Sessantamila all’Olimpico ieri sera per la prima tappa del concerto dei Maneskin, quei bravi ragazzi di Monteverde così tanto rockers e così poco maledetti.
Con Damiano, un frontman pazzesco che ha sempre fatto della propria parte femminile un vanto – perché è scavando nella femminilità che ogni uomo può trovare il meglio di sé – i Maneskin sono tornati a casa, dopo aver girato i palchi di tutto il mondo.
Due tappe sold out nella loro città eterna e nel loro Stadio, l’Olimpico di Roma, alla cui curva (Sud) Damiano ha dedicato le prime parole di apertura (“che emozione ragazzi, io di solito in questo stadio ci vengo sempre per stare là”, indicando l’Olimpo della tifoseria romanista).
Intorno a loro tante generazioni a confronto, dai più nostalgici ai più piccoli, uniti dalle note di chi ha riportato in Italia e sui palchi più impensabili (vedi Sanremo) la musica rock.

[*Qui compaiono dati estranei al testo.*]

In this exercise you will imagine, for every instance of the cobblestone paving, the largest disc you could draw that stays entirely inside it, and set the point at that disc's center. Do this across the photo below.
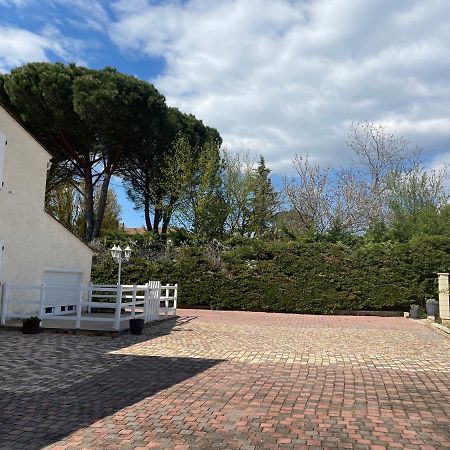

E proprio la musica è stata l’unica protagonista, pochi fronzoli e tante note altissime, assoli di chitarra e voce a cappella nella notte infuocata di Roma. Le loro idee, i loro messaggi, viaggiano in parallelo, senza fare rumore, e questo ci piace. Quei bravi ragazzi ci piacciono perché ci raccontano che le nuove generazioni possono essere migliori, che si può amare il rock senza gli eccessi di una vita dissoluta e dissennata a tutti costi, che si può essere il leader di una band e parlare di stereotipi, di pari opportunità e persino di endometriosi.
E poi (lo avevo già scritto), Damiano ci aiuta, soprattutto a noi mamme di figli maschi, perché trasmette un nuovo modello maschile rispetto a quello che per anni ha ingabbiato i ragazzi e le ragazze. La favola di Monteverde continua, loro ci credono perché a vent’anni si può. E stasera si replica.